Dopo gli incendi di gennaio, che colpirono Coazze, il Canavese e la Val Sangone, senza dimenticare il Musinè, la nostra regione si ritrova ad affrontare un problema molto serio, con il rischio di dover fare i conti con una situazione analoga a quella della fine del 2017.
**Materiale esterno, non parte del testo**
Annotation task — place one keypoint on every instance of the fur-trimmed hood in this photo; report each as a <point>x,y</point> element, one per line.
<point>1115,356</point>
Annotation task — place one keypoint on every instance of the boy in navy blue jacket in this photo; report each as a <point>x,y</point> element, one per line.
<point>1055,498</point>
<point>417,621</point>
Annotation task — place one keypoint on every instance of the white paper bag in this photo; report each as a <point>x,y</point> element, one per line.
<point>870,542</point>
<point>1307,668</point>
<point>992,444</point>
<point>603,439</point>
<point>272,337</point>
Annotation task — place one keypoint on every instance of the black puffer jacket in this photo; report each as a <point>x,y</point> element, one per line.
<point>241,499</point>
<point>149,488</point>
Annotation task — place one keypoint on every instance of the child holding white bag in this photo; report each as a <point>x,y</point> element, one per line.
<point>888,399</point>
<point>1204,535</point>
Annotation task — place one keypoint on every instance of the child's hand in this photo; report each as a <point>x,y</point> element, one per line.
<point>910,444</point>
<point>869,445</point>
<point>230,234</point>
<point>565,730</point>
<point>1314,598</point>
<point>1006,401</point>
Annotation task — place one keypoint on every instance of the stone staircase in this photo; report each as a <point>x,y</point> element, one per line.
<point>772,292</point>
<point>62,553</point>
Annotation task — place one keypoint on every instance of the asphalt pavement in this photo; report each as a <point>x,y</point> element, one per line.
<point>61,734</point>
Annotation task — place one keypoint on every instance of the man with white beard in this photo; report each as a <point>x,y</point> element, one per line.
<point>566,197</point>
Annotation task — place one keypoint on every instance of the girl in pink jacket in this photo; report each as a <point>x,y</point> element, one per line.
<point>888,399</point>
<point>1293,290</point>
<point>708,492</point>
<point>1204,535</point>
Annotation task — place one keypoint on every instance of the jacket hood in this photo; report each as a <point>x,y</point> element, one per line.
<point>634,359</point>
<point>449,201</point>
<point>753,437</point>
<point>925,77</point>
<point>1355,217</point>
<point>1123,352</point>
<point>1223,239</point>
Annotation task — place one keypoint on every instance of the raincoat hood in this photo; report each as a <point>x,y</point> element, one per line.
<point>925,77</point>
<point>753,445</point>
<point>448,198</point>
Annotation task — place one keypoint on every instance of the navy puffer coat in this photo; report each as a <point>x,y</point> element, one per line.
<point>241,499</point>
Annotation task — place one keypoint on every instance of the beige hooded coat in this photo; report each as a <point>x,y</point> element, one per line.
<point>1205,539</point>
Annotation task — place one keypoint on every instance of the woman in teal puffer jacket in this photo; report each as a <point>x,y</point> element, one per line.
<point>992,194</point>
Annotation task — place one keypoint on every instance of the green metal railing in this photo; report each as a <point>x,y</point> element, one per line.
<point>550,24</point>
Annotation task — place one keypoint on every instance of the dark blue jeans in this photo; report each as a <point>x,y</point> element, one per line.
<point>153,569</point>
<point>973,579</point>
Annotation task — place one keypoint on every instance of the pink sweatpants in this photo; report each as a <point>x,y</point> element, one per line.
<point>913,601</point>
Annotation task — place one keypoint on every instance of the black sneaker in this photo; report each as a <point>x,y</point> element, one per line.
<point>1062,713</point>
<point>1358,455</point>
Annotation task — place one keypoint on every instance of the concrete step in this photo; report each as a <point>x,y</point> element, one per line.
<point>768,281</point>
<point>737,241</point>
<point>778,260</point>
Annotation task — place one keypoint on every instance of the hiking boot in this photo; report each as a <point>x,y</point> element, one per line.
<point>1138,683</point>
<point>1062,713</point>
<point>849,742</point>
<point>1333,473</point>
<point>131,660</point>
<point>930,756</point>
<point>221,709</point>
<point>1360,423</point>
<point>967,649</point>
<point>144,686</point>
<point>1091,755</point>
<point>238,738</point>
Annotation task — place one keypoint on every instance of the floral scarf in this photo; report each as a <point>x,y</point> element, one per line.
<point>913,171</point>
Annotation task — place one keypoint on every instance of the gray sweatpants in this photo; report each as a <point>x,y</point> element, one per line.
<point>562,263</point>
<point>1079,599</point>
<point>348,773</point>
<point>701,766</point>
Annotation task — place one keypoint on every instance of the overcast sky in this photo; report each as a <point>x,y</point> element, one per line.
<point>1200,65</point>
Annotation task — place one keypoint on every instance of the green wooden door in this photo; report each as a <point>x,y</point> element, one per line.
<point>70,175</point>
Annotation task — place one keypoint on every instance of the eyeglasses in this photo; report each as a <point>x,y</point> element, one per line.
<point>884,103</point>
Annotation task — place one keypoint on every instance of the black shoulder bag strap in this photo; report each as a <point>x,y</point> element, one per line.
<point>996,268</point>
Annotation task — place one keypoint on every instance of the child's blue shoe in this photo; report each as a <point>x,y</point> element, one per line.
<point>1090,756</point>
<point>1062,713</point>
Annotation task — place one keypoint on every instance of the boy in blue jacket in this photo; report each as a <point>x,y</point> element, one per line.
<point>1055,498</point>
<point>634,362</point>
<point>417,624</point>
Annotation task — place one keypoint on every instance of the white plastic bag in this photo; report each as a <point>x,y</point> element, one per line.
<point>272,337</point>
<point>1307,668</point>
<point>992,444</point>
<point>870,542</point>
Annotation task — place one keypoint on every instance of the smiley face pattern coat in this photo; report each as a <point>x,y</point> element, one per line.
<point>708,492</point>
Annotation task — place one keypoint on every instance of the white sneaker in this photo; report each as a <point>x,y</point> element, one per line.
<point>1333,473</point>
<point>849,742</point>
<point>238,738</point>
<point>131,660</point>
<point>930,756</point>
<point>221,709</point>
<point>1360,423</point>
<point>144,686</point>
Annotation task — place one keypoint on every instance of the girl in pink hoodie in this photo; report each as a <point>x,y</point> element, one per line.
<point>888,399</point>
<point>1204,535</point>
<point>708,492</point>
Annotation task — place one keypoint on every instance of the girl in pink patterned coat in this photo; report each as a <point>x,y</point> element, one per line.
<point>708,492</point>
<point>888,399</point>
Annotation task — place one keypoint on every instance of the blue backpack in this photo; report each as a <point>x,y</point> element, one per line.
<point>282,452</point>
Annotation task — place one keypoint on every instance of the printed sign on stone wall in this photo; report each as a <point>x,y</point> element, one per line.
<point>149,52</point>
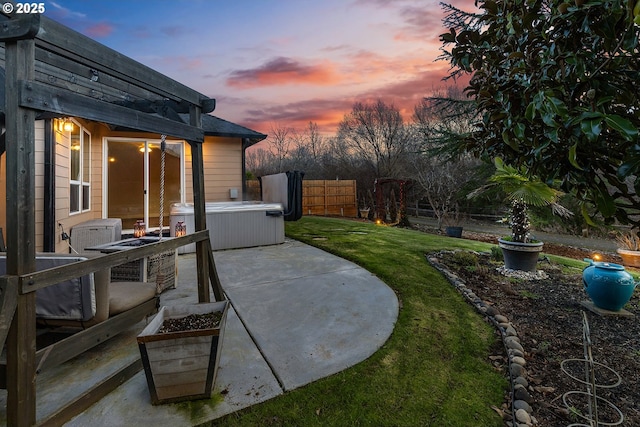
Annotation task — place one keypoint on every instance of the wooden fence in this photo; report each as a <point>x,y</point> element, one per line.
<point>322,197</point>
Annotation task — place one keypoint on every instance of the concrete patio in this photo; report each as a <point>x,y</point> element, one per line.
<point>297,314</point>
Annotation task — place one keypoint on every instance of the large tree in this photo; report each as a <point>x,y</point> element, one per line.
<point>376,133</point>
<point>556,86</point>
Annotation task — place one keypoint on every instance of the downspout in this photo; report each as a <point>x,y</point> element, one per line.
<point>246,143</point>
<point>49,219</point>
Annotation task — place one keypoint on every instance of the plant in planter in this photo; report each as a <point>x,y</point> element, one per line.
<point>180,351</point>
<point>520,250</point>
<point>453,220</point>
<point>629,248</point>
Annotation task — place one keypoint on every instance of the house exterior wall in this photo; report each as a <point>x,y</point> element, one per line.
<point>223,169</point>
<point>222,165</point>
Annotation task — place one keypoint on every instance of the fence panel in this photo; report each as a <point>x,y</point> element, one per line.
<point>322,197</point>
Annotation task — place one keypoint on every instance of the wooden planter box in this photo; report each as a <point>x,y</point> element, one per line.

Nell’ottobre di due anni fa, infatti, ettari di verde furono bruciati, per causa sia delle condizioni ambientali sia delle bravate di alcuni incoscienti. La situazione, dopo diverse settimane, fu risolta.
Ora, però, questo incubo sembra essere tornato. Da oltre dodici ore i Vigili del Fuoco sono impegnati a contrastare le fiamme, che hanno avvolto i boschi nella zona di Givoletto e Val della Torre.
Nello specifico, l’incendio è divampato ieri pomeriggio, in zona Brione proprio sopra il Vald Hotel, nel sottobosco.
L’azione combinata di forte vento e considerevole siccità hanno reso molto difficoltose le procedure di spegnimento dei roghi.
Le fiamme hanno cominciato a farsi vedere intorno alle 12:30 e, nel pomeriggio, sono arrivate a due passi dalle case di via Avigliana, a Val della Torre tanto da costringere i residenti ad evacuare le loro abitazioni.
Verso le ore 16:45, il vento cessa di soffiare e la morsa dell’incendio diminuisce grazie anche all’invio di un elicottero in aiuto dei pompieri.
Attualmente la zona è sotto controllo, ma gli occhi sono puntati sui boschi tra Givoletto e Val della Torre.
Già dallo scorso 30 dicembre 2018, dopo le rilevazioni del Centro funzionale Arpa, la Regione Piemonte ha dichiarato lo stato di massima pericolosità per incendi boschivi su tutto il territorio regionale. Una disposizione data dalle condizioni meteorologiche del periodo.
L’auspicio è che non si verifichi più la stessa emergenza che circa 15 mesi fa colpì il Piemonte (e in particolare l’area della provincia di Torino) che provocò danno ambientali ed economici non indifferenti. Nelle prossime ore seguiranno aggiornamenti.